Hinzu kommt das Damoklesschwert der Preise: Wenn die Hersteller ihre Medikamente in den USA günstiger verkaufen müssen, sinken Marge und Konzerngewinn. Es bleibt weniger Geld, um in neue Medikamente zu investieren.
«Der Markt wird kleiner»
«Beides könnte der Anfang von strukturellen Umwälzungen sein», sagt René Buholzer, Geschäftsführer des Verbands Interpharma, der die Interessen der Branche vertritt. Natürlich dauert es einige Jahre, bis Roche und Co. in den USA neue Fabriken hochgezogen haben. Aber wenn sie einmal stehen, werden künftig mehr Medikamente für die USA in den USA produziert. «Eine Entwicklung, die wir bereits früher in China gesehen haben», sagt Buholzer. «Der Markt, der übrig bleibt, wird kleiner: minus USA, minus China.»
Das starke Wachstum des Pharmasektors, das wir in der Vergangenheit hatten, wird nicht mehr in diesem Ausmass stattfinden.
Wenn es weniger Exportmöglichkeiten gibt, setzt dies dem Pharmastandort Schweiz zu. Buholzer fordert deshalb bessere Rahmenbedingungen: weniger Bürokratie für die Firmen, Digitalisierung des Gesundheitswesens, neue Handelsabkommen. Und er warnt: Mit ihren Pharma-Cluster seien Basel, Zug und das Welschland zwar exponiert. «Aber über den Finanzausgleich sind wir alle betroffen – auch Regionen, die keine Pharmafirmen haben.»
Nicht nur er warnt vor dem Bedeutungsverlust. «Das starke Wachstum des Pharmasektors, das wir in der Vergangenheit hatten, wird nicht mehr in diesem Ausmass stattfinden», sagt ETH-Ökonom Hans Gersbach. Das heisst im Umkehrschluss: «Ein Teil der Trump-Ziele wird erreicht.»
Andere Branchen könnte es stärker treffen
Dennoch spricht laut Wirtschaftshistoriker Straumann einiges dafür, dass es am Schluss nicht die Pharmabranche ist, die den grössten Schaden von Trumps Powerplay davonträgt. Aus seiner Sicht könnte es bei Herstellern von Uhren, Maschinen und Konsumgütern grössere Verwerfungen geben, «weil sie teils tiefere Margen haben und nicht so stark international ausgerichtet sind wie die Pharma».
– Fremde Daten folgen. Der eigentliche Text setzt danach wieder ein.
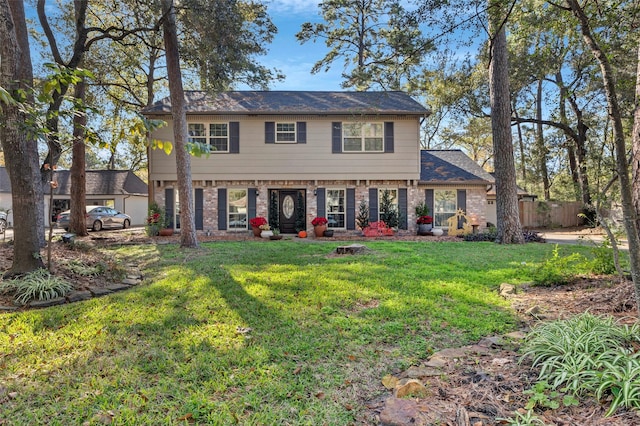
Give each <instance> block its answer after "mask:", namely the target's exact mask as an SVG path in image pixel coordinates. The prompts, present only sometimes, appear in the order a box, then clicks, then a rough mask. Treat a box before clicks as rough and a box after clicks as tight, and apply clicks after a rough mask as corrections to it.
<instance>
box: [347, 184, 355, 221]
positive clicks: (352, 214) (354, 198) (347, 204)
mask: <svg viewBox="0 0 640 426" xmlns="http://www.w3.org/2000/svg"><path fill="white" fill-rule="evenodd" d="M347 229H356V189H355V188H347Z"/></svg>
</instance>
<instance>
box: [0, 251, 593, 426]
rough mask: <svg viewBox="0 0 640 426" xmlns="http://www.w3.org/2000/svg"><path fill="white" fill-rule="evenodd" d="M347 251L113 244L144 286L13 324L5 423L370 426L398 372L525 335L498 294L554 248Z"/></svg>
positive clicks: (2, 338)
mask: <svg viewBox="0 0 640 426" xmlns="http://www.w3.org/2000/svg"><path fill="white" fill-rule="evenodd" d="M338 245H340V244H339V243H338V242H323V243H310V242H300V241H278V242H264V241H255V242H253V241H250V242H248V241H242V242H214V243H205V244H202V247H201V248H200V249H196V250H182V249H180V248H179V247H178V246H176V245H171V244H170V245H153V244H147V245H136V246H124V247H119V248H111V249H109V250H116V251H117V253H118V255H120V256H122V257H123V258H127V259H135V260H136V262H138V263H140V264H141V266H142V267H143V271H144V272H145V277H146V280H145V283H144V284H143V285H141V286H139V287H137V288H134V289H132V290H129V291H126V292H123V293H118V294H114V295H111V296H108V297H102V298H96V299H92V300H89V301H86V302H81V303H74V304H70V305H64V306H60V307H54V308H48V309H43V310H32V311H26V312H18V313H10V314H2V315H1V316H0V424H11V425H33V424H55V425H71V424H114V425H115V424H126V425H134V424H140V425H142V424H144V425H163V424H166V425H173V424H193V423H196V424H213V425H227V424H235V423H237V424H243V425H254V424H255V425H275V424H291V425H321V424H328V425H346V424H363V423H366V422H367V420H366V419H365V418H364V417H363V413H364V412H365V411H366V407H365V405H366V402H367V401H369V400H371V399H374V398H376V397H378V396H380V395H382V394H384V393H385V392H386V389H385V388H384V387H383V386H382V384H381V379H382V377H384V376H385V375H387V374H392V373H394V372H396V371H399V370H401V369H406V368H408V367H409V366H411V365H415V364H416V363H418V362H419V361H420V360H423V359H425V358H427V357H428V356H429V355H430V354H431V353H433V352H434V351H436V350H439V349H442V348H446V347H452V346H456V345H461V344H468V343H469V342H474V341H477V340H479V339H480V338H481V337H483V336H487V335H494V334H498V333H505V332H508V331H512V330H515V329H516V328H517V326H518V321H517V318H516V316H515V315H514V313H513V311H512V310H511V309H510V307H509V306H508V303H507V302H506V301H505V300H504V299H502V298H501V297H500V296H499V295H498V292H497V289H498V287H499V285H500V284H501V283H504V282H507V283H514V284H517V283H522V282H527V281H531V274H532V271H533V270H534V269H535V268H536V266H537V265H539V264H541V262H543V261H544V259H546V258H548V257H549V256H550V255H551V252H552V250H553V248H554V247H553V246H552V245H550V244H527V245H522V246H500V245H495V244H492V243H460V242H457V243H441V242H429V243H423V242H383V241H371V242H367V243H366V245H367V247H368V249H369V250H367V252H366V253H365V254H363V255H356V256H351V255H346V256H336V255H334V254H332V252H333V251H334V249H335V247H336V246H338ZM105 249H107V248H105ZM559 250H560V253H561V254H563V255H566V254H568V253H571V252H576V251H578V252H581V253H583V254H586V255H588V248H587V247H579V246H562V247H560V248H559ZM3 422H4V423H3Z"/></svg>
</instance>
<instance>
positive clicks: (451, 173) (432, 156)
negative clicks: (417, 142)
mask: <svg viewBox="0 0 640 426" xmlns="http://www.w3.org/2000/svg"><path fill="white" fill-rule="evenodd" d="M420 182H421V183H484V184H490V183H494V182H495V179H494V178H493V176H491V174H490V173H488V172H486V171H485V170H484V169H483V168H482V167H480V166H479V165H478V164H477V163H476V162H475V161H473V160H472V159H471V158H469V156H467V155H466V154H465V153H464V152H462V151H460V150H459V149H451V150H422V151H420Z"/></svg>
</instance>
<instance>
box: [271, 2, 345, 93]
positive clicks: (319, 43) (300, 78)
mask: <svg viewBox="0 0 640 426" xmlns="http://www.w3.org/2000/svg"><path fill="white" fill-rule="evenodd" d="M318 3H319V0H271V1H269V2H268V3H267V4H268V9H267V10H268V12H269V16H271V19H272V20H273V23H274V24H275V25H276V26H277V27H278V34H277V35H276V37H275V38H274V40H273V42H272V43H271V45H270V46H269V47H268V49H269V53H268V54H267V55H266V56H264V57H262V58H260V60H261V61H262V62H263V64H264V65H266V66H268V67H269V68H278V69H279V70H280V71H281V72H282V73H283V74H285V75H286V80H285V81H283V82H276V83H274V84H273V85H272V86H271V89H272V90H342V89H341V88H340V82H341V78H340V74H341V73H342V61H341V60H339V61H336V62H335V63H334V65H333V66H332V68H331V70H330V71H329V72H327V73H325V72H320V73H318V74H315V75H314V74H311V68H312V67H313V64H315V63H316V62H317V61H319V60H320V59H322V58H323V57H324V55H325V54H326V53H327V48H326V46H325V44H324V42H323V41H318V42H316V43H313V42H307V43H305V44H300V43H299V42H298V40H296V33H297V32H298V31H300V27H301V25H302V24H303V23H304V22H320V21H321V20H322V19H321V15H320V9H319V8H318Z"/></svg>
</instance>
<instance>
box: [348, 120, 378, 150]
mask: <svg viewBox="0 0 640 426" xmlns="http://www.w3.org/2000/svg"><path fill="white" fill-rule="evenodd" d="M342 151H343V152H383V151H384V127H383V124H382V123H342Z"/></svg>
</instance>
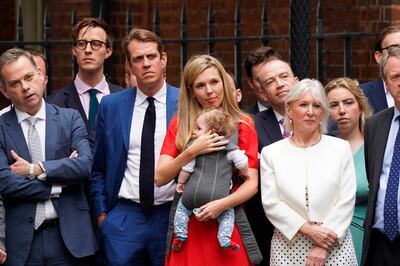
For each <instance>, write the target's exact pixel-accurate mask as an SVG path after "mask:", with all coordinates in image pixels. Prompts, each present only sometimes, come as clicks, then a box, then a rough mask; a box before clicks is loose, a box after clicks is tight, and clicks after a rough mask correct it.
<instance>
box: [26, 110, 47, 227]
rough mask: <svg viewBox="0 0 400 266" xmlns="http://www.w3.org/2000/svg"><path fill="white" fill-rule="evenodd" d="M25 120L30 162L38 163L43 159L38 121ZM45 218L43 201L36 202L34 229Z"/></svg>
mask: <svg viewBox="0 0 400 266" xmlns="http://www.w3.org/2000/svg"><path fill="white" fill-rule="evenodd" d="M27 121H28V122H29V129H28V149H29V153H30V154H31V158H32V163H38V162H41V161H42V160H43V154H42V147H41V144H40V138H39V133H38V131H37V130H36V127H35V125H36V122H37V121H38V118H37V117H28V118H27ZM45 219H46V211H45V206H44V202H38V203H36V215H35V225H34V226H35V229H38V228H39V226H40V225H41V224H42V223H43V222H44V220H45Z"/></svg>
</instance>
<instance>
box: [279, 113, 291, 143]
mask: <svg viewBox="0 0 400 266" xmlns="http://www.w3.org/2000/svg"><path fill="white" fill-rule="evenodd" d="M283 123H284V120H283V118H281V120H279V124H281V125H282V127H283V133H282V138H284V139H285V138H288V137H290V136H291V135H292V134H291V133H290V131H287V130H286V128H285V126H284V125H283Z"/></svg>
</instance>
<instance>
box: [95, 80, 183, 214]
mask: <svg viewBox="0 0 400 266" xmlns="http://www.w3.org/2000/svg"><path fill="white" fill-rule="evenodd" d="M136 92H137V89H136V88H133V89H126V90H124V91H121V92H118V93H114V94H110V95H108V96H106V97H104V98H103V100H102V101H101V104H100V107H99V113H98V115H97V132H96V133H97V134H96V149H95V154H94V160H93V168H92V176H91V179H90V181H91V195H92V200H93V206H94V214H95V216H96V217H97V216H98V215H99V214H100V213H101V212H106V213H107V212H109V211H110V210H111V209H113V207H114V206H115V204H116V203H117V200H118V193H119V190H120V187H121V183H122V179H123V177H124V172H125V168H126V163H127V157H128V151H129V136H130V130H131V122H132V115H133V108H134V105H135V99H136ZM178 95H179V89H177V88H175V87H172V86H170V85H168V84H167V127H168V125H169V122H170V120H171V118H172V116H173V115H174V114H175V112H176V110H177V103H178Z"/></svg>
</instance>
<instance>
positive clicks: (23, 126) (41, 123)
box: [15, 100, 61, 220]
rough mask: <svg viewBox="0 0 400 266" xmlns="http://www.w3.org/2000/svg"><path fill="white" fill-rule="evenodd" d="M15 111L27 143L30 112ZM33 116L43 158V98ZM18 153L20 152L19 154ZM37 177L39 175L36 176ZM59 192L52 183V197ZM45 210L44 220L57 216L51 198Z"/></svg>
mask: <svg viewBox="0 0 400 266" xmlns="http://www.w3.org/2000/svg"><path fill="white" fill-rule="evenodd" d="M15 113H16V115H17V119H18V123H19V124H20V126H21V128H22V132H23V133H24V137H25V141H26V143H28V130H29V126H30V123H29V122H28V121H27V120H26V118H28V117H32V116H31V115H30V114H28V113H25V112H22V111H20V110H18V109H17V108H15ZM33 117H37V118H39V119H38V121H37V122H36V124H35V128H36V130H37V131H38V134H39V138H40V146H41V148H42V154H43V159H45V158H46V104H45V102H44V100H42V107H41V108H40V110H39V112H37V113H36V114H35V115H34V116H33ZM19 155H20V154H19ZM40 167H42V170H43V171H44V173H45V169H43V165H40ZM38 178H39V177H38ZM45 178H46V175H41V178H40V179H42V180H43V179H45ZM60 193H61V186H60V185H53V186H52V188H51V195H52V197H57V196H59V194H60ZM45 211H46V220H49V219H55V218H57V217H58V214H57V211H56V209H55V208H54V206H53V203H52V202H51V200H47V201H46V202H45Z"/></svg>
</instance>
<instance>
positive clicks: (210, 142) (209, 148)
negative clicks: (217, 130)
mask: <svg viewBox="0 0 400 266" xmlns="http://www.w3.org/2000/svg"><path fill="white" fill-rule="evenodd" d="M228 142H229V140H227V139H226V138H225V137H224V136H219V135H218V134H217V133H212V132H211V130H210V131H208V132H207V134H204V135H202V136H200V137H198V138H197V139H196V140H194V141H193V143H192V144H191V145H190V146H189V147H188V148H187V149H186V151H187V152H188V153H190V154H191V155H192V156H193V157H196V156H197V155H199V154H206V153H209V152H213V151H221V150H223V149H224V148H225V145H226V144H227V143H228Z"/></svg>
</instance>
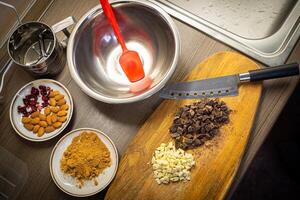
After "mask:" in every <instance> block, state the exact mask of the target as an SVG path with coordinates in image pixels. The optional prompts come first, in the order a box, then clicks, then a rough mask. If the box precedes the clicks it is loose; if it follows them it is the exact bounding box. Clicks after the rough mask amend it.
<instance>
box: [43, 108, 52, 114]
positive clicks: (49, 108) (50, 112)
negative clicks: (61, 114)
mask: <svg viewBox="0 0 300 200" xmlns="http://www.w3.org/2000/svg"><path fill="white" fill-rule="evenodd" d="M44 113H45V115H49V114H50V113H51V110H50V108H49V107H46V108H45V110H44Z"/></svg>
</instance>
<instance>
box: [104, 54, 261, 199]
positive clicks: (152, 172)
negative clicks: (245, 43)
mask: <svg viewBox="0 0 300 200" xmlns="http://www.w3.org/2000/svg"><path fill="white" fill-rule="evenodd" d="M257 68H259V67H258V65H257V64H256V63H255V62H253V61H252V60H250V59H248V58H247V57H245V56H242V55H240V54H238V53H234V52H220V53H217V54H215V55H213V56H211V57H209V58H208V59H207V60H205V61H203V62H202V63H201V64H199V65H198V66H196V67H195V68H194V70H193V71H192V72H191V73H190V74H189V75H188V77H187V78H186V79H185V80H196V79H203V78H211V77H216V76H224V75H230V74H237V73H242V72H247V71H248V70H251V69H257ZM261 91H262V84H261V83H251V84H250V83H247V84H243V85H241V86H240V87H239V95H238V96H235V97H224V98H221V100H223V101H224V102H226V104H227V105H228V106H229V108H230V109H232V110H233V112H232V113H231V114H230V123H229V124H227V125H225V126H223V127H222V128H221V130H220V133H219V134H218V135H217V136H216V137H215V138H213V139H212V140H211V141H208V142H206V143H205V145H203V146H201V147H199V148H197V149H195V150H189V151H188V152H190V153H192V154H193V155H194V157H195V161H196V166H195V168H193V169H192V171H191V173H192V176H191V181H189V182H178V183H170V184H169V185H158V184H157V183H156V181H155V180H154V178H153V172H152V166H151V164H150V162H151V158H152V154H153V152H154V150H155V149H156V148H157V147H158V146H159V145H160V144H161V143H163V142H164V143H167V142H169V141H172V139H171V137H170V136H169V127H170V126H171V124H172V120H173V116H174V113H175V111H176V110H177V109H178V108H179V107H182V106H184V105H186V104H191V103H193V102H195V101H197V100H181V101H178V100H177V101H175V100H164V101H163V102H162V103H161V104H160V106H159V107H158V108H157V109H156V110H155V111H154V113H153V114H152V115H151V116H150V118H149V119H148V120H147V121H146V122H145V123H144V125H143V126H142V127H141V129H140V130H139V131H138V133H137V135H136V136H135V138H134V139H133V141H132V142H131V143H130V145H129V146H128V149H127V151H126V152H125V154H124V156H123V157H122V159H121V162H120V165H119V169H118V172H117V175H116V177H115V179H114V181H113V182H112V184H111V186H110V188H109V190H108V192H107V194H106V197H105V198H106V199H107V200H108V199H114V200H120V199H122V200H124V199H128V200H132V199H142V200H146V199H147V200H148V199H155V200H167V199H172V200H173V199H188V200H192V199H197V200H199V199H209V200H210V199H222V198H224V196H225V195H226V192H227V191H228V189H229V187H230V185H231V183H232V181H233V179H234V176H235V174H236V172H237V169H238V167H239V164H240V161H241V158H242V156H243V153H244V150H245V147H246V144H247V140H248V138H249V135H250V131H251V127H252V124H253V121H254V117H255V113H256V110H257V108H258V105H259V100H260V96H261Z"/></svg>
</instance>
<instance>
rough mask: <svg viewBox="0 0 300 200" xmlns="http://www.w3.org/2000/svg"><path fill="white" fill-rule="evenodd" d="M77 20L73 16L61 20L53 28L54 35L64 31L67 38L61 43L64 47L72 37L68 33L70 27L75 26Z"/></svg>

Die Unterschiede zeigen sich am Beispiel der Uhrenmanufakturen: Für sie sei die Hürde, die Produktion ins Ausland zu verlagern, besonders gross. Weil sie das Know-how in der Schweiz behalten wollen. Und weil «Swiss Made» ein wichtiges Kriterium ist für einen höheren Verkaufspreis.
Der Aufstieg der Pharma, die hohen Exporte, Trumps Ärger: Es verschiebt sich gerade einiges. Der Blick zurück könnte indes dazu ermuntern, nicht in Panik zu verfallen. Der Aussenhandel, so Tobias Straumann, hat der Schweiz immer mal wieder Probleme bereitet. Aber: «Noch nie ist eine Branche vollkommen zusammengebrochen wegen einer protektionistischen Politik vom Ausland.»